Zimbabwe’s Vice President Joice Mujuru on Monday suggested that the southern African country, which currently has no currency of its own, should adopt the Chinese Yuan.

Mujuru said China is now Zimbabwe’s biggest trading partner, with the Asian giant absorbing most of the country’s mineral and agricultural produce and this would “further cement the Look East Policy”.

Zimbabwe’s Vice President Joice Mujuru

“Adopting the Chinese Yuan would be a logical step and could help solve some of the country’s liquidity constraints,” Mujuru said.

The southern African country discarded the Zimbabwe dollar last year after hyperinflation estimated at around a trillion percent rendered it worthless.

In its place, the government adopted a range of foreign currencies, including the British Pound Sterling, American Dollar, Euro, Botswana Pula and South African Rand, as legal tender.

All transactions, including salaries for workers, in the country are carried out in foreign currency.

But last week Finance Minister Biti said the multiple currency regime would remain in place until 2012 when ministers hope it would be replaced by a single currency for the Southern Africa Development Community (SADC).

And although senior Zanu-PF officials have welcomed the suggestion made by Mujuru to adopt the Chinese Yuan, economists are not so sure.
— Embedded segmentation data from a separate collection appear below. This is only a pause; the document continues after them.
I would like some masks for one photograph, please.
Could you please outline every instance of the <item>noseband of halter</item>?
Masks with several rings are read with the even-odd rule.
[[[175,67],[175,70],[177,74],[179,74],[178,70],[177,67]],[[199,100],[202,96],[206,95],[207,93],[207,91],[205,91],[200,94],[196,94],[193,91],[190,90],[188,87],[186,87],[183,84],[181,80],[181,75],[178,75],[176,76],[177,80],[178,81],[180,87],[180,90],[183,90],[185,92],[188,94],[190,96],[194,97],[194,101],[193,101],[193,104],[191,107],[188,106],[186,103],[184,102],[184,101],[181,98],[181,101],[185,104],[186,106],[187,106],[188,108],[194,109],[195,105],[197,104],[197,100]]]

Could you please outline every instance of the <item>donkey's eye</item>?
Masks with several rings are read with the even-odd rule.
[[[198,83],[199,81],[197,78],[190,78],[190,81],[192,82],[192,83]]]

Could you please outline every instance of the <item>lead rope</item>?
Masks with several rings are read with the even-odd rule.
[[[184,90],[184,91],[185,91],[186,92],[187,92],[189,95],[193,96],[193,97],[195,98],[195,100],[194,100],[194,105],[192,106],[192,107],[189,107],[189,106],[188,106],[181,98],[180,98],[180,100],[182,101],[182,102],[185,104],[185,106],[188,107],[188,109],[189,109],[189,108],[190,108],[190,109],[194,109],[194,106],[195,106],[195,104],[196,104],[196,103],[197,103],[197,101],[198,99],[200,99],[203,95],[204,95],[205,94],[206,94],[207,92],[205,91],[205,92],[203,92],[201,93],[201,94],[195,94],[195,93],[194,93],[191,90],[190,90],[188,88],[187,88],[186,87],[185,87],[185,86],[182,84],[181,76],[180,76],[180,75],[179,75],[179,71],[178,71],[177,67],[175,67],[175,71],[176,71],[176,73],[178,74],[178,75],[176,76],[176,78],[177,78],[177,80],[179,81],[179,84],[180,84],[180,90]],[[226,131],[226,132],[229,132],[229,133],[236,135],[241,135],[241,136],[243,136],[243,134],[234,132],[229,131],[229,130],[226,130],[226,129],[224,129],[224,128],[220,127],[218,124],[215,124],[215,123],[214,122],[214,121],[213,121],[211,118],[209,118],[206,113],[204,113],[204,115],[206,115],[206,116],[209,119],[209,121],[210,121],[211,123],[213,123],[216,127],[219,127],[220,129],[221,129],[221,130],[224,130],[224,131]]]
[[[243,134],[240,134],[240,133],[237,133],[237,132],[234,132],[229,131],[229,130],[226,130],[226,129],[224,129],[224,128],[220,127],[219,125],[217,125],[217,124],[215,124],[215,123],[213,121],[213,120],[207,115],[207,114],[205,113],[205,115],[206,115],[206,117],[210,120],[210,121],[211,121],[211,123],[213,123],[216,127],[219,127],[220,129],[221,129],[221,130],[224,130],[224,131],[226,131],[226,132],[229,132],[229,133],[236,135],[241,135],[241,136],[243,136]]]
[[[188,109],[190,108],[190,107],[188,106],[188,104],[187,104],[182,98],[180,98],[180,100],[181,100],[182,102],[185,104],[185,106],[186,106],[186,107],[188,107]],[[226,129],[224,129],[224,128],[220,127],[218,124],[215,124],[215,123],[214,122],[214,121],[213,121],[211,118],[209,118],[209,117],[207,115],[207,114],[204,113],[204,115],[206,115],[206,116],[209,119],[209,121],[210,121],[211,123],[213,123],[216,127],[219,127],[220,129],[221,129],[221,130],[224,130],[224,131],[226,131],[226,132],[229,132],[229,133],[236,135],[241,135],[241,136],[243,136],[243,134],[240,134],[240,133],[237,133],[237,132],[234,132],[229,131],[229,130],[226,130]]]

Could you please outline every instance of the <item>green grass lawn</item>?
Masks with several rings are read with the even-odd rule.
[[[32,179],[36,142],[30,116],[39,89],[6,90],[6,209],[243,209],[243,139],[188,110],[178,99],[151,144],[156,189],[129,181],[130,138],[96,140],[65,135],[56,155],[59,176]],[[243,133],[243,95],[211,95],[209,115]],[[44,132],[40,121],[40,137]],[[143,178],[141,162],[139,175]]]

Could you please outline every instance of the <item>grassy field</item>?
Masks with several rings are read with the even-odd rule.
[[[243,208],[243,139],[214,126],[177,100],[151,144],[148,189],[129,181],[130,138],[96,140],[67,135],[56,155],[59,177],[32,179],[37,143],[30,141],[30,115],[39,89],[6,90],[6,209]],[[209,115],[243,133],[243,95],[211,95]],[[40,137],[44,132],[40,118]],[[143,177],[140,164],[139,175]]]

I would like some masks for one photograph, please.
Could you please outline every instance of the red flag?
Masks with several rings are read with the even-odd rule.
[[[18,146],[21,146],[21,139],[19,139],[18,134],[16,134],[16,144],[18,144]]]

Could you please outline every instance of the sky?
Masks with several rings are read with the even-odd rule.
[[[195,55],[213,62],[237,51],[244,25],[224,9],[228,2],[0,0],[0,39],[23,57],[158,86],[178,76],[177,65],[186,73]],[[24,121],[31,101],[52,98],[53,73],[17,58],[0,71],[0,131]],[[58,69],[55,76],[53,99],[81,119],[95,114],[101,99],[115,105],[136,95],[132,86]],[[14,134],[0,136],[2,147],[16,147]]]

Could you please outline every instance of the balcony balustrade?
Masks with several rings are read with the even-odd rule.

Mujuru says this would be a “natural progression and offshoot of the Look East Policy” which has seen China emerge as the country’s biggest trading partner, absorbing most of the agricultural and mineral produce.

“I don’t see why we should not use the Chinese Yuan when most of what we are producing in the country like our tobacco and minerals are ultimately being bought by the Chinese.

She said China was not only a vast market but also the world’s fastest growing economy that needs to be deliberately incorporated into Zimbabwe’s production, manufacturing and marketing matrix.

Critics say President Mugabe, who has led Zimbabwe since independence from Britain in 1980, has destroyed one of Africa’s most promising economies through controversial policies, including the seizure of white-owned commercial farms for redistribution to inexperienced black farmers.

Mugabe, 86, denies the charge and says the economy has been sabotaged by enemies opposed to his nationalist policies.

The only reason that this idea is being floated is the poor economic mismanagement that Zimbabwe has had during the rule of Robert Mugabe.  This is nothing but a political move masked in economics, since China is really the only major country backing Mugabe’s corrupt rule.

China, which has been slow in allowing the use of its currency abroad, has to be careful for blow back, especially in the region since there is a negative growing view among Africans that China is just exploiting Africa for its economic gains.  If this idea of allowing the use of the Yuan goes through, see a more negative view of China spread in Africa and the world.